Finally got time to post the thoroughly reworked Chicago, Houston and Augusta. (p.1)
I've carefully studied pictorial evidence to shape as correctly as possible the underwater hulls of these ships, and I hope even my dear friend Jan will acknowledge that.
Anyway, since my son, Eli will finally come home from the hospital, this might very well be the last ships that I post for a while!
sorry to say, but I have no idea what you are trying to represent. I included some cross sections in this drawing with how I interpreted them and why. I think I interpreted it differently then how you drew it, or you misunderstood the shading setup I work with, as I really doubt this hull shape comes close to what the ship was like in real life. could you explain to me with what set of rules you shaded?
a few comments that could improve the shading IMO, but, based on my own shading standards:
- limit the number of shades. one base colour, one highlight colour (rarely used but on bilge keels, bulbs and tumblehome), 2 dark shades, of which one is the 'hull shaper' and the other the 'shade' under bilge keels, on the rudder etc.
- limit the shading styles used at the same time. shading over the rudder and under the bilge keels looks like there is a blob in those spaces because it interferes with the 'hull shaper' shading.

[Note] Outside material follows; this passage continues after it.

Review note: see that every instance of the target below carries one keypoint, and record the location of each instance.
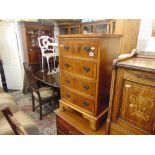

- sublety is art. I try to give my ships shape without overshadowing the actual ship (the bright red of the underwater hull does that more then enough) for example,
https://dl.dropboxusercontent.com/u/632 ... 201947.png. on yours, in my opinion, I start looking at the underwater hull, and then want to close the page 'because the rest looks bland and uninteresting' while you put far more work into the upperworks then the hull, I think.
- match hull underwater and above the water. shapes often run higher up, like overhanging sterns or bows with flare. however, there are some shading lines suddenly stopping at the waterline on your drawing, further mismatching the two parts of the ship.
I hope you can get some use from these comments.